At BrightMove, we engineer our staffing, HR, and other SaaS products with a focus on service and security. Secure HR software is key to keeping personnel information safe, and prying eyes out.
As we have discussed before, humans are the weakest link in cyber security. In the recent Google phishing hack, unsuspecting users clicked on a phony Google doc prompt, exposing their personal contact information to hackers.
As Google works to prevent this type of hack in the future, many cyber security measures are still vaguely reminiscent of the game of Whack-a-Mole. A new report from Verizon offers a state-of-the-hack update on what businesses, organizations, and consumers are facing today.
Organized crime using hacked passwords in search of money
In the last two years, hacking for financial gain has gone mainstream. While some hackers still aim solely to disrupt, the criminal element has realized the value of virtual crime.
The Verizon Data Breach Investigations Report (DBIR) has been produced annually for a decade. Based on approximately 40,000 threat events, the report looks at the trends and types of hacks, bad actors, and victims. For businesses and HR managers looking to protect their interests and help employees practice cyber hygiene, the report offers good insight.
Here are some points from the 2107 DBIR:
- Industry specific: The report works through incident patterns, who is doing it, and how they are doing it for major industries.
Healthcare is most likely to be compromised by bad guys on the inside, looking at confidential files for data or identity theft, or just out of curiosity. The world of finance is almost always attacked from without through denial-of-service (DoS) attacks, card skimming, and attacks on financial web apps. Education is targeted mostly from without, suffering data breaches and espionage. Food services and accommodation are deluged with financial point-of-sale (POS) theft, almost always from outside. Retail concerns, especially e-retailers, suffer financial loss mostly through outside DOS, attacks on web apps, and credit card skimming for financial gain.
- Click and lose: Humans across sectors are targeted for an attack on web apps, cyber-espionage, and other tactics like social engineering. While 66% of attacks on users are for financial gain, the rest are for espionage—to gather your contact and personal information. The DBIR notes almost all phishing efforts try to plant some type of malware.
- What’s new in town: Ransomware moved from 22nd place to fifth place this year as the most common form of malware. The report notes a trend by purveyors of ransomware toward attacks on organizations.

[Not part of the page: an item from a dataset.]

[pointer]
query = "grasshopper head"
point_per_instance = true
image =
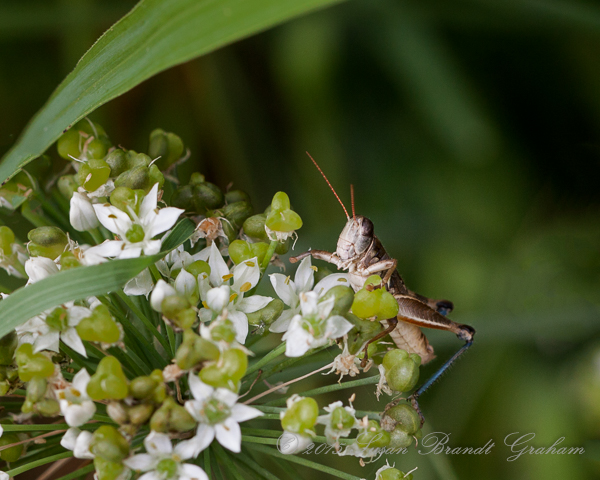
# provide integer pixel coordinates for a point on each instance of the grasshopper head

Ransomware infiltrates and locks-up data, leaving an individual or business to pay a ransom for return of their data, which is not guaranteed. In 2016, ransomware was increasingly spread through email phishing, as opposed to drive-by attacks from dubious web downloads.
In May, an aggressive cyber attack involving ransomware targeted the National Health Service in Britain, eliminating access to patient files and causing emergency room havoc.
- The bad guys: About 75% of breaches (resulting in financial or other loss) are initiated by outside bad actors. In descending order, the rest of the breaches involve organized crime, internal personnel, nation-state actors, and partners (either business or personal) of victims.
- Overall tools: Stolen or weak passwords are the biggest key to cyber theft, followed by hacking, malware, social engineering, internal errors, and physical actions.
- Who gets hurt most? Although both consumers and businesses suffer cyber-crime, finance, healthcare, public sector agencies, and retail are the biggest victims of digital skullduggery.
Cyber-awareness is still “too little, too late.” HR is perfectly poised to have an impact on organizational security by working with C-suite execs to ensure policies and personnel are in place to protect your company from an attack.
HR is also the leading edge of workforce training to ensure employees can maintain informed awareness as they navigate the increasingly rough, but invisible, neighborhoods on the web each day.
With the risk of serious data and financial loss at the flick of a finger, the Google docs incident is a great reminder to think before you click.